Reflecting back on Shane, life in the West was fairly isolated compared to the way that we live now when many people will pass by our houses throughout the day. during the late 1800s many people were moving west, but there were not highly populated areas like those in the East. This isolation felt in the West plays a part in the Starretts’ acceptance of a lone stranger into their home. Not having many pass by their home the reason why the Starretts’ were welcoming to this man who may have been dangerous. However, they soon learned that he was a respectable man who was not a danger to them. Shane impressed each of the Starretts’ with his skill and charm that made him someone not to be afraid of, but to model themselves after. One of the qualities that was most respectable about Shane to the Starretts’ was his loyalty to helping them in their time of need.
Loyalty is one of the overarching topics that stood out to me while reading Shane because it played a role in his interactions with the Starrett’s. In the very beginning of the book after Shane arrives, Joe Starrett told Bob and Marian, “He’s dangerous all right. …But not to us, my dear … In fact, I don’t think you ever had a safer man in your house.”(Shaefer 10). This comment made by Joe shows that he recognizes that Shane is a respectable man who although could kill, would not harm those who were kind to him. Joe and Shane quickly become good friends as they see the man that they want to be reflected in each other. Together they are able to accomplish the difficult task of digging up the stump and confronting Fletcher who has become a menace in the town as he tries to buy out all the farmers. Their loyalty to one another is why they are able stand up to Fletcher.
In addition to Joe’s loyalty to Shane, Marian is confronted with a dilemma that challenges her loyalty to Joe as she develops feelings for Shane. When these feelings become obvious in Chapter 10 as Marian cries after dressing Shane’s wounds, Joe does not get angry with her as many would expect. Instead he says, “Don’t fret yourself, Marian. I’m man enough to know a better when his trail meets mine. Whatever happens will be all right.” (Schaefer 102). It is interesting that he would react this way since many stories dramatize any infidelity by having a character become jealous, hurt, or angry when another person is introduced. Joe’s reaction is peaceful and accepting of the situation as he too has recognized the respectable qualities in Shane that attract Marian. Marian’s tears are caused by her feelings towards Shane that conflict with being a dedicated wife to Joe.
In the end, the loyalty of the Starrett family to Shane’s memory is important to acknowledge. After Shane leaves, Joe decides that they should move on as well. Marian is against this as she says “we have roots here now that we can never tear loose.” (Schaefer 149). The roots that the Starrett family were able to create were because of Shane’s efforts to protect them from Fletcher. Marian recognizes that if they left after everything that happened, Shane’s efforts would be in vain. In order to respect Shane’s memory, they must stay on their ranch for the Starretts’ were the only ones in town who knew the real story of Shane.

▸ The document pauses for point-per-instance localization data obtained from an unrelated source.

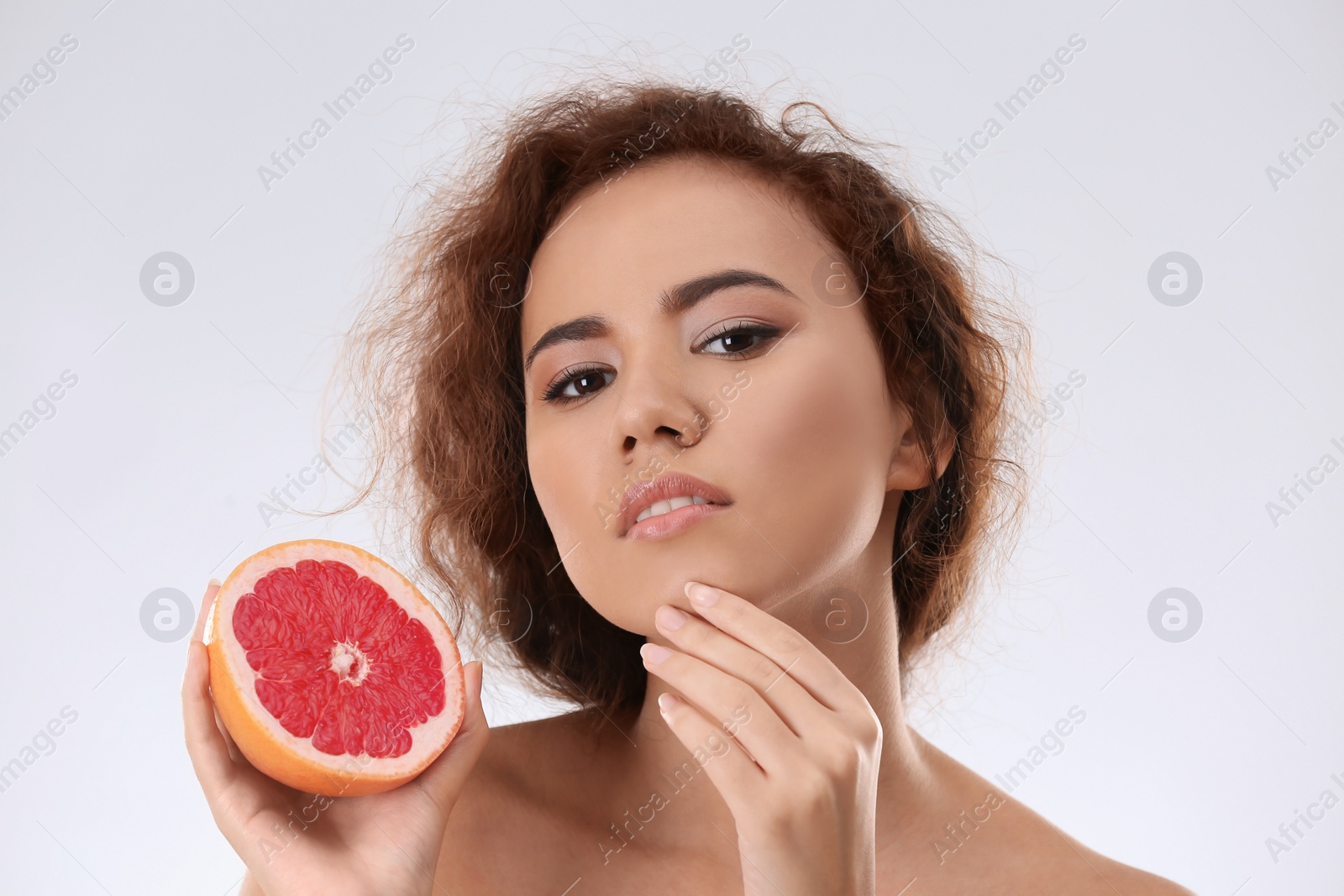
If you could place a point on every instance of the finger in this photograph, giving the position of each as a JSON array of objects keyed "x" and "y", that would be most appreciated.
[
  {"x": 799, "y": 710},
  {"x": 445, "y": 777},
  {"x": 779, "y": 641},
  {"x": 732, "y": 770},
  {"x": 721, "y": 696},
  {"x": 205, "y": 743},
  {"x": 206, "y": 604}
]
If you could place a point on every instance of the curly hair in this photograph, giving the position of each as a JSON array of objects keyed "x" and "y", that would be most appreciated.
[{"x": 440, "y": 358}]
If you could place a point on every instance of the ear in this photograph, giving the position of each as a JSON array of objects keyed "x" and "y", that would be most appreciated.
[{"x": 909, "y": 469}]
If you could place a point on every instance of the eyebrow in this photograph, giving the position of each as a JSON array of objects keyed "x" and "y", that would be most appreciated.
[{"x": 671, "y": 301}]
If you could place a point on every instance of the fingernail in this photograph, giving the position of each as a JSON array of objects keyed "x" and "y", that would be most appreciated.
[
  {"x": 702, "y": 594},
  {"x": 655, "y": 653},
  {"x": 669, "y": 618}
]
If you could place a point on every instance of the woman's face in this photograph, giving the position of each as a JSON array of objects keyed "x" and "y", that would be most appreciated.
[{"x": 765, "y": 385}]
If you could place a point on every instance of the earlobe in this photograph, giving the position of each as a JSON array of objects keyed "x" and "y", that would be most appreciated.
[{"x": 909, "y": 465}]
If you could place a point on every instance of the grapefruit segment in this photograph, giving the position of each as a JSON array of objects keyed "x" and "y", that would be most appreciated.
[{"x": 331, "y": 671}]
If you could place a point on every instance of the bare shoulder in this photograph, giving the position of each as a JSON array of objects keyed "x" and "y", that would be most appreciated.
[
  {"x": 998, "y": 844},
  {"x": 1097, "y": 872},
  {"x": 521, "y": 792}
]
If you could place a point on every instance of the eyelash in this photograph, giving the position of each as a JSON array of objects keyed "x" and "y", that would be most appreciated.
[{"x": 737, "y": 328}]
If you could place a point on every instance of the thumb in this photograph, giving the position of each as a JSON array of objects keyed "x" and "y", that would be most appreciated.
[{"x": 444, "y": 778}]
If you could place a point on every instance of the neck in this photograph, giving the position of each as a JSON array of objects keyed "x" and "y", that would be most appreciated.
[{"x": 851, "y": 618}]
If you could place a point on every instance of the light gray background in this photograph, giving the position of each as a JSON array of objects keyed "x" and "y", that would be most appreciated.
[{"x": 1193, "y": 418}]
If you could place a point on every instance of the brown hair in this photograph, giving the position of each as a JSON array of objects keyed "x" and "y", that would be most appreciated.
[{"x": 441, "y": 358}]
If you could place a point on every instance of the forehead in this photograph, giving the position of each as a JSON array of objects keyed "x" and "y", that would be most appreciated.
[{"x": 662, "y": 222}]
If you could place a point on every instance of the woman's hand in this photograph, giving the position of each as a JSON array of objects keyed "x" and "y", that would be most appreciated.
[
  {"x": 804, "y": 793},
  {"x": 385, "y": 842}
]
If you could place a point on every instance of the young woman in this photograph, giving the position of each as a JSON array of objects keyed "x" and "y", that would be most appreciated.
[{"x": 705, "y": 422}]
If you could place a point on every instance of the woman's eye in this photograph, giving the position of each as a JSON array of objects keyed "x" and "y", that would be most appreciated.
[
  {"x": 582, "y": 382},
  {"x": 739, "y": 338},
  {"x": 573, "y": 385}
]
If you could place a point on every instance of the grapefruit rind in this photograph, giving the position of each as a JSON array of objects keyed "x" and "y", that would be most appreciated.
[{"x": 260, "y": 736}]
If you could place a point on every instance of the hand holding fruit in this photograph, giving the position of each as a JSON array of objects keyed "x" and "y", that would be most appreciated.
[{"x": 296, "y": 842}]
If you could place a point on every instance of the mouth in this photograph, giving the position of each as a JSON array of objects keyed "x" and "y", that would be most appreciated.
[{"x": 669, "y": 504}]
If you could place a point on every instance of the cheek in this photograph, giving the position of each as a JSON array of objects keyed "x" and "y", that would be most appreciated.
[
  {"x": 555, "y": 465},
  {"x": 815, "y": 448}
]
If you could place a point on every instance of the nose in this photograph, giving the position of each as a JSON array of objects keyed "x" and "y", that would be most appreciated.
[{"x": 656, "y": 406}]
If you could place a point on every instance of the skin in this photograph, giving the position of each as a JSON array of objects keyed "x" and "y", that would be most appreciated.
[{"x": 816, "y": 785}]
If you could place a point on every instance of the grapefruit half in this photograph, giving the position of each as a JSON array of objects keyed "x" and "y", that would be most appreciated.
[{"x": 331, "y": 671}]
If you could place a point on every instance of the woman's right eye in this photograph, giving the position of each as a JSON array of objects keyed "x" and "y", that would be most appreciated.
[{"x": 586, "y": 382}]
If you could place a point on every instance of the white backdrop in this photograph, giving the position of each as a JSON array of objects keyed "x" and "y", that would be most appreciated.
[{"x": 1163, "y": 134}]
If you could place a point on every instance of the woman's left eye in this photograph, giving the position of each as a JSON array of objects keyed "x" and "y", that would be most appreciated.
[{"x": 743, "y": 338}]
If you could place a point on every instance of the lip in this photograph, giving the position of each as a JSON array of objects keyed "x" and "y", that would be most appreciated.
[{"x": 669, "y": 485}]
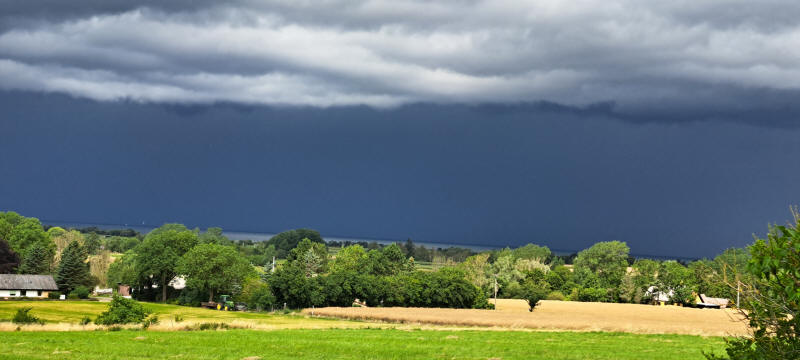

The loyalty that each of these characters had to one another sets an example for Bob of how one should act. As Bob narrates, he watched his father and Shane accomplish digging out the stump that his father was unable to accomplish on his own and stand up to Fletcher. These things that Shane and Joe were able to accomplish together highlighted the respectable qualities of Joe that may have gone unappreciated by Bob in the past. Noticing respectable qualities in a parent can be difficult when the way they act becomes a norm to the child. Having Shane there with the same respectable qualities as Joe, plus his mysteriousness and heroic acts made Shane stand out as a role model for Bob. Shane’s dedicated efforts to protect the Starrett family despite having just met them is one of the reasons that Shane was a real hero to Bob and deserved the loyalty he received from Marian and Joe.
Work Cited Schaefer, Jack. Shane. Boston: Houghton Mifflin, 1954. Print.